Everywhere one looks, going back to those first two weeks of “15 days to slow the spread,” COVID has legally emboldened a pan-institutional ruling class that was already champing at the bit to consolidate its ideologically monolithic rule and subjugate all free-thinking “deplorables” who so much as seemed hesitant to advance it.

As the 2021-2022 school year begins, this subjugation can be expected to rapidly accelerate and metastasize. Ron DeSantis, stalwart governor of my new adopted home state, Florida, now finds himself in the midst of intense litigation for the right to—wait for it—leave masking decisions for elementary school-age children in the hands of parents, not the left-wing public school foot soldiers. This, notwithstanding the rudimentary truism of our federalist constitutional structure that sovereignty below the federal level inheres in states and not their various municipalities, let alone those municipalities’ public school bureaucrats. That basic principle did not stop Leon County Circuit Judge John Cooper, whose ruling had to be stayed by Florida’s First District Court of Appeals.
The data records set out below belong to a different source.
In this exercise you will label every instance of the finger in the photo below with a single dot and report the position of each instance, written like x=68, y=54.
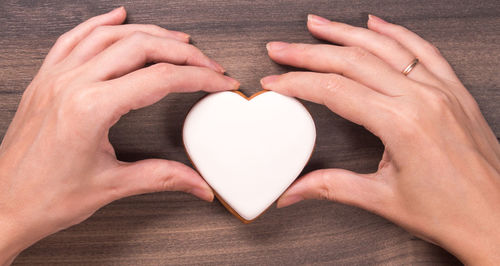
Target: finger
x=353, y=62
x=155, y=175
x=135, y=51
x=387, y=49
x=338, y=185
x=148, y=85
x=428, y=54
x=65, y=44
x=104, y=36
x=347, y=98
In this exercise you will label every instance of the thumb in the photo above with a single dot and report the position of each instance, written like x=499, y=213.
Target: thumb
x=154, y=175
x=339, y=185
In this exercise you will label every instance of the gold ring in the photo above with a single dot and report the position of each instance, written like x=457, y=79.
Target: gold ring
x=410, y=67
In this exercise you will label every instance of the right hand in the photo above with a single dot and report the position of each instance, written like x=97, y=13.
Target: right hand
x=57, y=166
x=439, y=175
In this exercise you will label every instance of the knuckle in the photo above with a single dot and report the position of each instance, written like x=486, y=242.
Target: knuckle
x=64, y=39
x=331, y=85
x=80, y=103
x=438, y=100
x=137, y=37
x=100, y=31
x=163, y=68
x=431, y=48
x=357, y=54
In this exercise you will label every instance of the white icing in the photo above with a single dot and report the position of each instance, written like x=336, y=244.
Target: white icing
x=249, y=152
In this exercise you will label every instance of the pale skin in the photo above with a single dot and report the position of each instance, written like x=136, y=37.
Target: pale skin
x=438, y=178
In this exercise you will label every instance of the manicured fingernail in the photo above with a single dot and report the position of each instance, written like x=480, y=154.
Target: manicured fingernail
x=182, y=35
x=215, y=66
x=234, y=82
x=276, y=46
x=317, y=20
x=264, y=82
x=288, y=200
x=116, y=10
x=376, y=19
x=204, y=194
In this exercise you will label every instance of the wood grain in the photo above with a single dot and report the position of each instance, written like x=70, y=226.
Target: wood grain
x=175, y=228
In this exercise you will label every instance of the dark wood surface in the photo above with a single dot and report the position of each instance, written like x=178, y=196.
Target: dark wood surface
x=176, y=228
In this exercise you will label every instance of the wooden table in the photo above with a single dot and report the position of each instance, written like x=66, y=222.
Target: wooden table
x=176, y=228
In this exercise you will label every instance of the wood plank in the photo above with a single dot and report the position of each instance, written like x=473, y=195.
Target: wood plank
x=174, y=228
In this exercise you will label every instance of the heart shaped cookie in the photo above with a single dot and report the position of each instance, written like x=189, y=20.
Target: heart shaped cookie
x=249, y=150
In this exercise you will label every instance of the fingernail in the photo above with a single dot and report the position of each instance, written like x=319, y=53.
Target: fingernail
x=203, y=194
x=376, y=19
x=182, y=35
x=215, y=66
x=317, y=20
x=288, y=200
x=276, y=46
x=116, y=10
x=235, y=83
x=266, y=81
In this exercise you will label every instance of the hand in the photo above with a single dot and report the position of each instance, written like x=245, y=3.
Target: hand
x=57, y=164
x=439, y=175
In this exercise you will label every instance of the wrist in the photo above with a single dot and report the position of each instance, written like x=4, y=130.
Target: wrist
x=10, y=243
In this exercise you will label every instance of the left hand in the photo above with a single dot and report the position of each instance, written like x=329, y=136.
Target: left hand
x=439, y=176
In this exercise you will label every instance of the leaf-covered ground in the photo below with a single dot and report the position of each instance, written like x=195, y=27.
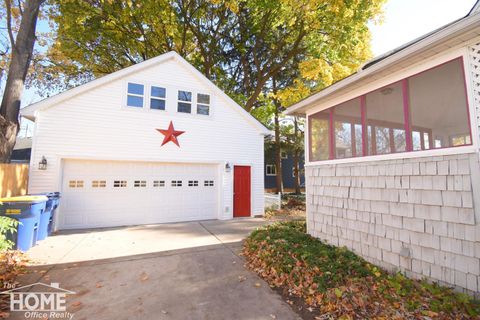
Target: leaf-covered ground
x=12, y=264
x=335, y=283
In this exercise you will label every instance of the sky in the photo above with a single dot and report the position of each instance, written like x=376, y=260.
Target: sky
x=404, y=20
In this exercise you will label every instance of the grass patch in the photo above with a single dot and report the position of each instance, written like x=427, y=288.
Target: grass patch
x=338, y=284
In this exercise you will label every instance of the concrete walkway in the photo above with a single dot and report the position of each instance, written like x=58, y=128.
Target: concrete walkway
x=169, y=271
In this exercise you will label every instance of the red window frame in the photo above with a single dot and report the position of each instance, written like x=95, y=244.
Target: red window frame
x=407, y=118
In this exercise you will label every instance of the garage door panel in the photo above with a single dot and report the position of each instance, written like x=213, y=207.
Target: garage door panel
x=103, y=193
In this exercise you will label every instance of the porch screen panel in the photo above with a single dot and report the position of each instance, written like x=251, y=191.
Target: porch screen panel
x=438, y=107
x=385, y=120
x=319, y=136
x=348, y=129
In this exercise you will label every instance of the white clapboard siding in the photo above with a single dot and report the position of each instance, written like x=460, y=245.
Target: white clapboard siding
x=96, y=125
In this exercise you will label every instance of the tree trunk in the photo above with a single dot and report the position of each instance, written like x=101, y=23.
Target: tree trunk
x=278, y=157
x=22, y=50
x=296, y=160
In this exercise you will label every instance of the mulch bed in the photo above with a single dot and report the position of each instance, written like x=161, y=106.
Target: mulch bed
x=321, y=281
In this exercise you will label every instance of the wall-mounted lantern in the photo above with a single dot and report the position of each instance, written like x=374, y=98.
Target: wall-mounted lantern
x=42, y=165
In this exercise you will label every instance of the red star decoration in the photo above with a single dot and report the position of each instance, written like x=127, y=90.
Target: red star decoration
x=170, y=134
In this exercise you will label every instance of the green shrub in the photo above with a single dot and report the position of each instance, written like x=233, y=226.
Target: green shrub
x=7, y=226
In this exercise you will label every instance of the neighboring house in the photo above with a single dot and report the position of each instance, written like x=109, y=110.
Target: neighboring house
x=392, y=158
x=155, y=142
x=288, y=176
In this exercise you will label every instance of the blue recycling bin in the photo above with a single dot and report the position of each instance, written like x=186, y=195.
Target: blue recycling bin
x=47, y=218
x=27, y=210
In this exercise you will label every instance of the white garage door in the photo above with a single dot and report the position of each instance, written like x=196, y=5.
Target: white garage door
x=109, y=193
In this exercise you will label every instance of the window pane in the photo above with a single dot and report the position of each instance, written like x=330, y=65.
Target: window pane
x=416, y=140
x=400, y=140
x=386, y=120
x=184, y=107
x=184, y=96
x=203, y=98
x=319, y=141
x=346, y=116
x=438, y=106
x=157, y=104
x=202, y=109
x=135, y=88
x=158, y=92
x=134, y=101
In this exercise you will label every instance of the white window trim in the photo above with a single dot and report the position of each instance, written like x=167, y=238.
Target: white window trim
x=271, y=174
x=135, y=95
x=203, y=104
x=398, y=76
x=191, y=102
x=157, y=98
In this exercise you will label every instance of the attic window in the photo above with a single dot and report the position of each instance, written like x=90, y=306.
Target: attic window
x=157, y=98
x=203, y=104
x=184, y=101
x=135, y=94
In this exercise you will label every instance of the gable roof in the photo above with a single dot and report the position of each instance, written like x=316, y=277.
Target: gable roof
x=465, y=28
x=30, y=110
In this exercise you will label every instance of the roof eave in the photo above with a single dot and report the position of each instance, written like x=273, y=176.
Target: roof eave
x=463, y=25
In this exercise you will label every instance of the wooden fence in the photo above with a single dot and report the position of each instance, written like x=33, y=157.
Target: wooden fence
x=13, y=179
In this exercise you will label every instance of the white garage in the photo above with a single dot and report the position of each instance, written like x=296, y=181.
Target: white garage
x=155, y=142
x=116, y=193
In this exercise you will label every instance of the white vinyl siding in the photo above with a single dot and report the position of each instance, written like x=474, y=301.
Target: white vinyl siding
x=93, y=125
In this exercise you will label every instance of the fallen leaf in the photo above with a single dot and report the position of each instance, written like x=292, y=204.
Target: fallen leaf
x=143, y=276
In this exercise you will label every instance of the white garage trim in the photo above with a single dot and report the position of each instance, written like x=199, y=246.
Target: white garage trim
x=115, y=193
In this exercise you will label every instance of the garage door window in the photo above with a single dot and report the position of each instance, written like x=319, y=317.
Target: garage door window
x=140, y=183
x=158, y=183
x=184, y=101
x=176, y=183
x=75, y=183
x=193, y=183
x=208, y=183
x=135, y=94
x=119, y=183
x=99, y=184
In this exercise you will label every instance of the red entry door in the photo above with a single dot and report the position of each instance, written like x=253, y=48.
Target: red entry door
x=241, y=191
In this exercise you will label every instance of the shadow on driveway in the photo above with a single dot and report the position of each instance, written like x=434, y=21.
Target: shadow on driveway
x=198, y=282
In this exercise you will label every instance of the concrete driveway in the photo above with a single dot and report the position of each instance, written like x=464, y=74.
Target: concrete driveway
x=170, y=271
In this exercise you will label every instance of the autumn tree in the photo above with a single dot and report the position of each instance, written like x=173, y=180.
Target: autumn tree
x=240, y=45
x=21, y=38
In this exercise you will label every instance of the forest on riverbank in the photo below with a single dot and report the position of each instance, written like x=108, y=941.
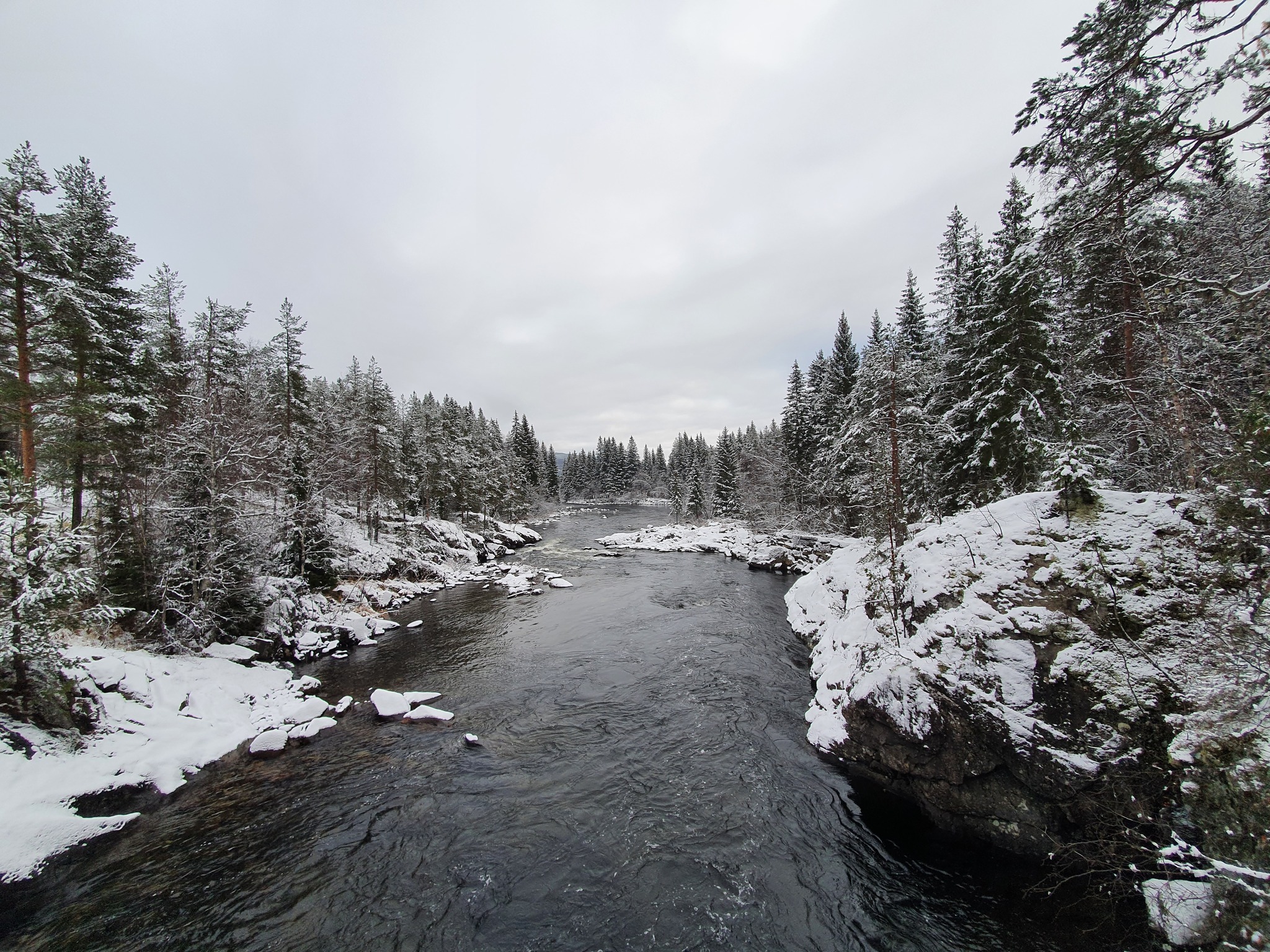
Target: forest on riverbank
x=159, y=465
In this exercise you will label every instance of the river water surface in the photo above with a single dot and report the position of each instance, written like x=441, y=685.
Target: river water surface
x=644, y=783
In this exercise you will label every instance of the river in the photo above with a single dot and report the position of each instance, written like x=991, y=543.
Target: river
x=644, y=783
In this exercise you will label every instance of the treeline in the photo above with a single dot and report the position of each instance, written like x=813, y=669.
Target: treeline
x=1118, y=334
x=184, y=460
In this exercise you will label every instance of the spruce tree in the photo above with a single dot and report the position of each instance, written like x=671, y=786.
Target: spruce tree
x=27, y=273
x=1000, y=430
x=100, y=400
x=698, y=505
x=911, y=329
x=727, y=498
x=797, y=438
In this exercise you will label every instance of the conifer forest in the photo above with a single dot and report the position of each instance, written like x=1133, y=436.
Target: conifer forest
x=1013, y=523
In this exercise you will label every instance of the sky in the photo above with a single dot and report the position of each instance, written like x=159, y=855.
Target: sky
x=620, y=218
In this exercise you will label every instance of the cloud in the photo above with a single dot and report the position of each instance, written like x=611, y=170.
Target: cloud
x=615, y=218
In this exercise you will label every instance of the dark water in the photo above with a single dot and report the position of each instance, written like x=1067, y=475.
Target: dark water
x=644, y=783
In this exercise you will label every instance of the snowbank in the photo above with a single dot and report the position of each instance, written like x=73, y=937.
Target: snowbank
x=1010, y=662
x=162, y=719
x=783, y=551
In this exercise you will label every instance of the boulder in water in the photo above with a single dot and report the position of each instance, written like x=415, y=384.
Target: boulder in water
x=389, y=703
x=270, y=743
x=306, y=710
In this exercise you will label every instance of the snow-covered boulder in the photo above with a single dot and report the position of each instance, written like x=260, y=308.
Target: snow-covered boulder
x=230, y=653
x=269, y=743
x=106, y=672
x=781, y=551
x=306, y=710
x=389, y=703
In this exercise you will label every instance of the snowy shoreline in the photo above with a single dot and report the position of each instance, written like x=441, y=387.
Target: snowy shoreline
x=162, y=719
x=780, y=551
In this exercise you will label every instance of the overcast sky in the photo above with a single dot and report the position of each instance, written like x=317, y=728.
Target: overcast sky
x=619, y=218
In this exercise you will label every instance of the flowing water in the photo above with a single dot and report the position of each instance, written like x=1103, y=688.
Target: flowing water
x=644, y=783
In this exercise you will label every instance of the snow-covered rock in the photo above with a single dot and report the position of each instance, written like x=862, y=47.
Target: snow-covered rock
x=781, y=551
x=1181, y=909
x=164, y=719
x=106, y=672
x=424, y=712
x=1014, y=659
x=389, y=703
x=271, y=742
x=306, y=710
x=230, y=653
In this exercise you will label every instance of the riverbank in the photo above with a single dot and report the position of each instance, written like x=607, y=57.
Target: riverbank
x=161, y=719
x=644, y=782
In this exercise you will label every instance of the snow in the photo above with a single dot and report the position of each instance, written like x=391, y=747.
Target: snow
x=270, y=742
x=230, y=653
x=796, y=551
x=984, y=593
x=1181, y=909
x=418, y=697
x=306, y=710
x=161, y=719
x=389, y=703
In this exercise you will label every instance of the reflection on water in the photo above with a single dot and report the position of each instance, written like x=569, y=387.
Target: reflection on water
x=644, y=783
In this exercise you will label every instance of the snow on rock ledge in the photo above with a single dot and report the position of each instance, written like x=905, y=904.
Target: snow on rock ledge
x=1026, y=660
x=161, y=719
x=781, y=551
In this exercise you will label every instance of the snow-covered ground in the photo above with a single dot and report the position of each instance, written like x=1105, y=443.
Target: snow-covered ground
x=161, y=720
x=789, y=551
x=1041, y=655
x=981, y=589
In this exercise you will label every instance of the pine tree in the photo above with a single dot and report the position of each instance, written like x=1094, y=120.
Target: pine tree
x=843, y=363
x=1000, y=431
x=911, y=327
x=698, y=505
x=27, y=273
x=47, y=589
x=797, y=438
x=727, y=498
x=100, y=389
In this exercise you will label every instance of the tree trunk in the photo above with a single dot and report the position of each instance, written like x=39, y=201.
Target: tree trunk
x=25, y=405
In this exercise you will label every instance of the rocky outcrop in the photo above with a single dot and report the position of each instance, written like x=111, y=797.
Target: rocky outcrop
x=786, y=552
x=1024, y=674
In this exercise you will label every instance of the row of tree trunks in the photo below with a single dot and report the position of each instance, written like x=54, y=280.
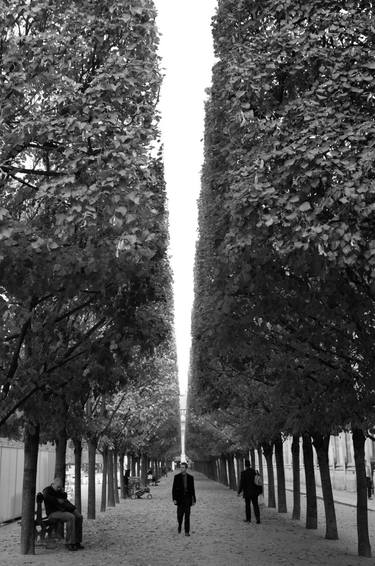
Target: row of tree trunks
x=92, y=444
x=268, y=452
x=281, y=492
x=296, y=514
x=223, y=470
x=31, y=449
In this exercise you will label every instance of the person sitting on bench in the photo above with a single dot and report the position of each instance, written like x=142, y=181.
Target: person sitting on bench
x=58, y=507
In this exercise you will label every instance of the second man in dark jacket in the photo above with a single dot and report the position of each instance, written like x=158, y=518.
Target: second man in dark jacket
x=183, y=495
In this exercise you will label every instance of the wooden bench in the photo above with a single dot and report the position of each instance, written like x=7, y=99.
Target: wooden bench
x=43, y=526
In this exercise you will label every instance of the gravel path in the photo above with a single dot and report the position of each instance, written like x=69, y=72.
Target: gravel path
x=144, y=533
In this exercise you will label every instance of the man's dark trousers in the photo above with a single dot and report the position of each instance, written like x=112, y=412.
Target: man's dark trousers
x=183, y=509
x=254, y=500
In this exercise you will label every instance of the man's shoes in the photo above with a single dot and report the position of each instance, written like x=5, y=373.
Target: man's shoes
x=71, y=547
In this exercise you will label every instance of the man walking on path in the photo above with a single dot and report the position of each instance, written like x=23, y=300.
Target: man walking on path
x=250, y=492
x=183, y=495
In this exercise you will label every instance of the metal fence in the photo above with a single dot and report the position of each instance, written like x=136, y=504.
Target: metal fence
x=11, y=476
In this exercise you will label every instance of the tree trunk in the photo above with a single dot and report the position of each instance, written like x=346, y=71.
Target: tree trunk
x=308, y=464
x=268, y=451
x=122, y=473
x=103, y=505
x=144, y=460
x=91, y=500
x=239, y=460
x=77, y=473
x=281, y=493
x=364, y=547
x=61, y=442
x=133, y=471
x=111, y=483
x=232, y=473
x=260, y=462
x=321, y=444
x=31, y=447
x=252, y=457
x=296, y=479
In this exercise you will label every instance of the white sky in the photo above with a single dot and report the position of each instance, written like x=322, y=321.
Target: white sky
x=186, y=49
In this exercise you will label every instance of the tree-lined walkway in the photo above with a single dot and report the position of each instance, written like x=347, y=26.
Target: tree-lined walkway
x=144, y=533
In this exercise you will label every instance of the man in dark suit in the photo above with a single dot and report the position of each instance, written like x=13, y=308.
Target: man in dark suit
x=183, y=495
x=250, y=492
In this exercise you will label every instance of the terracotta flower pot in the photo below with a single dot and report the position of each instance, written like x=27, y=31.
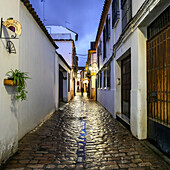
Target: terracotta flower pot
x=9, y=82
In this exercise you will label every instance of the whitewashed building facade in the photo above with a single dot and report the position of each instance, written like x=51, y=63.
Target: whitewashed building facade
x=35, y=54
x=129, y=43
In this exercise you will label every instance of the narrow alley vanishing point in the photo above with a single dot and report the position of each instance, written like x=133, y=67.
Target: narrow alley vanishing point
x=83, y=135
But why should it? None of this is actually about the rule of law. It is about two things: power tout court, and preferential allocation of scarce, zero-sum resources so as to benefit the Left’s favored groups (such as aggrieved tenants and teachers unions) and punish the Left’s disfavored groups (such as landlords and parents skeptical of the benefits of forcing their young children to wear a face diaper in school all day). That is what matters to folks like President Biden and Judge Cooper.